Un Noël pas comme les autres
Noël 2015 ne sera pas comme les autres, qu’importe toute notre détermination à faire qu’il en soit autrement. Les traditionnels Marchés de Noël des grandes villes se déroulent sous haute protection, les places principales accueillent toutes des lieux de recueillement pour les victimes des attentats de Paris de novembre, les visages se crispent au moindre bruit suspect, et, pour les plus conscients, restent graves sous une apparente légèreté. La menace d’un nouvel acte terroriste pèse comme un épais nuage dans le ciel illuminé des festivités de décembre.

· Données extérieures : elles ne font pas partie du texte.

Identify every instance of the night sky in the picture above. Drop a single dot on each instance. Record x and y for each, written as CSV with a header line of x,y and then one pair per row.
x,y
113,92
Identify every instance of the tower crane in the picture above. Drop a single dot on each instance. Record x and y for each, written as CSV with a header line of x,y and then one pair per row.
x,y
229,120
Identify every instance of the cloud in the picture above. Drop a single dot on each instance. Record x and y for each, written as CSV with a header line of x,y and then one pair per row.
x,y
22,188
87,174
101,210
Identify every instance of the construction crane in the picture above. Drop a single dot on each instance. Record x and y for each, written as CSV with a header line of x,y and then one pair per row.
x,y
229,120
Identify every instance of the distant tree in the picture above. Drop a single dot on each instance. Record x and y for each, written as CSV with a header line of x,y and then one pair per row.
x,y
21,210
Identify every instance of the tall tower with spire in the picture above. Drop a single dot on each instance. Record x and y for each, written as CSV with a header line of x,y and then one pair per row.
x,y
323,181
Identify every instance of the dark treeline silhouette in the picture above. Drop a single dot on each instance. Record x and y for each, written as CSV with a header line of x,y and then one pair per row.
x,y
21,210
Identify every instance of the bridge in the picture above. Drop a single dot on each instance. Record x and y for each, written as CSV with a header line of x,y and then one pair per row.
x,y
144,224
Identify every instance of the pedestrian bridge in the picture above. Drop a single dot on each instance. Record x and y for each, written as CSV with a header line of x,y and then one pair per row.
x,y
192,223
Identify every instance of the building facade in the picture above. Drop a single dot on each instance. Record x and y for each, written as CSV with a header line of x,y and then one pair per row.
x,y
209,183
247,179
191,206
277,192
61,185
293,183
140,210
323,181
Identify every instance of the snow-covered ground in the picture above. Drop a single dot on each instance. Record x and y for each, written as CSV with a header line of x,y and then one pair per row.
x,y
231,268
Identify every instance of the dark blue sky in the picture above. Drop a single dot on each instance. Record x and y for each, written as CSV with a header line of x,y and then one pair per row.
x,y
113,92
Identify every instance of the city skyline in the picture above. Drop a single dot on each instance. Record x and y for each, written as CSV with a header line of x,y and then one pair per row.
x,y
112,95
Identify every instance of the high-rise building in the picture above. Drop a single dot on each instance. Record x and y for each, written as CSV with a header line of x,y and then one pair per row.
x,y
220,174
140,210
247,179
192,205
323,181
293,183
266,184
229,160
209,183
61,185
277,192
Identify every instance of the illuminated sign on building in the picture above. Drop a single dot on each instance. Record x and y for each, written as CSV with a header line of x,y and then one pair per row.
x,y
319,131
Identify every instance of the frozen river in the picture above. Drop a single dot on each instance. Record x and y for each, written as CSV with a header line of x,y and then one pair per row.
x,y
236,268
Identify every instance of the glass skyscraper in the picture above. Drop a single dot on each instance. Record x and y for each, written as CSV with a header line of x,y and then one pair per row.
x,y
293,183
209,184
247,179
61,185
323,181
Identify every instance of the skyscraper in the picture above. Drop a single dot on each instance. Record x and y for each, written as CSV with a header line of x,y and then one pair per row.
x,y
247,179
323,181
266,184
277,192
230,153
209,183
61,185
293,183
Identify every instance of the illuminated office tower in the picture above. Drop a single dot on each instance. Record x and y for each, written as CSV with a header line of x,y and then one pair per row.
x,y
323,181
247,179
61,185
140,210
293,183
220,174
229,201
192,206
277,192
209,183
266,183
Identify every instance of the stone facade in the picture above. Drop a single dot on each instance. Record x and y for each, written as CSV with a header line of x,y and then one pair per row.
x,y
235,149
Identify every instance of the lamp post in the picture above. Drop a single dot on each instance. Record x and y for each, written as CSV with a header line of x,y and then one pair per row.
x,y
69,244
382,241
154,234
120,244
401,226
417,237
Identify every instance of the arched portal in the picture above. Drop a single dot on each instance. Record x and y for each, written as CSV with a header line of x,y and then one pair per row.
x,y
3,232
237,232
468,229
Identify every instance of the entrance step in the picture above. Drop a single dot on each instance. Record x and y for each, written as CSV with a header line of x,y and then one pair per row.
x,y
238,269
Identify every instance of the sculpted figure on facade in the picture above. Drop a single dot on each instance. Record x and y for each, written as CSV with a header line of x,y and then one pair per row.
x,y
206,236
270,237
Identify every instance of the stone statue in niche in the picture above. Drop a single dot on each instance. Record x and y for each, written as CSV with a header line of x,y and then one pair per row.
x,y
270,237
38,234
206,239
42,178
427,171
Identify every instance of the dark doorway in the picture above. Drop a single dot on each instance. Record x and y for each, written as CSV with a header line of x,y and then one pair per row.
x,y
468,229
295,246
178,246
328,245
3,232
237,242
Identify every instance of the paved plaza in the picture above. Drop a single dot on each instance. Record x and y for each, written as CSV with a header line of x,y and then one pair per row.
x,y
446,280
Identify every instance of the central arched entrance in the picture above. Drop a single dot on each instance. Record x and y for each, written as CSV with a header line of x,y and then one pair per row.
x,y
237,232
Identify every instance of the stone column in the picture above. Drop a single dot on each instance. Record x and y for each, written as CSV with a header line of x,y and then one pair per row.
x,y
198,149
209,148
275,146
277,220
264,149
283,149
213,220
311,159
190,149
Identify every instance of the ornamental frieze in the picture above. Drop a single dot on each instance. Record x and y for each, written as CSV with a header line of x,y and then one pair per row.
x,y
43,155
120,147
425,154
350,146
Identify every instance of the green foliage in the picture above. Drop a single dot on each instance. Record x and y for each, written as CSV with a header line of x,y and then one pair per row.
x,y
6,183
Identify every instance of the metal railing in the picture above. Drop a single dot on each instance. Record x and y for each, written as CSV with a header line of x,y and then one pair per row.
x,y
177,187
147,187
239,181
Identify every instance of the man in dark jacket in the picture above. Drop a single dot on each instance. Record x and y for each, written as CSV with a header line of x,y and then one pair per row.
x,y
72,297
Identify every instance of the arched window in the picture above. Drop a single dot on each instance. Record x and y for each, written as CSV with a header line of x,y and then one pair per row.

Les conversations que l’on peut saisir au vol manifestent surtout une vive réaction émotionnelle, un sentiment d’impuissance – littéralement de terreur – devant l’irruption d’une supposée barbarie aveugle, folle, à laquelle il serait impossible de donner un sens. D’autres, plus rares, s’interrogent avec humilité et courage sur notre possible part de responsabilité collective dans cette situation. Pour les historiens, le rétablissement du califat sunnite est une réponse politique à une série d’humiliations infligées aux peuples arabes par l’Occident, allant des dommages liés à la colonisation jusqu’à des destitutions/exécutions dégradantes de leurs chefs. Dans cette logique, la rhétorique islamique n’est qu’une instrumentalisation de la religion dans le but de lever une armée.
Si les psychologues soulignent également la prédominance des diverses humiliations subies par les candidats au jihad comme facteur déterminant, on aurait tort d’écarter la dimension religieuse selon le sociologue Michel Maffesoli, pour qui « le prétexte religieux du terrorisme exprime une soif de l’infini que le matérialisme occidental n’a pas su prendre en compte ». Selon lui, il ne faudrait plus parler de « l’esprit du temps » mais du temps de l’esprit, caractérisé par le besoin d’une authentique spiritualité et de communions émotionnelles autour de valeurs « sacrées ». C’est ce besoin de sacré que notre société devrait s’efforcer d’accompagner, au lieu d’opposer à un fanatisme dévot un fanatisme athée. Car, rappelle Maffesoli, c’est en déniant les rêves qu’ils se transforment en cauchemar.
Ainsi, ce Noël pas tout à fait comme les autres pourrait être une occasion de renouer avec le sens spirituel de cette belle fête chrétienne, dont la signification profonde est la naissance du Christ dans la caverne du cœur, en chacun de nous. Laisser advenir cet événement signifie s’ouvrir à un nouveau sens des responsabilités par une conscience aigüe de l’interdépendance de tous les êtres. Ainsi pourrions-nous faire de ce Noël une vraie fête de la fraternité.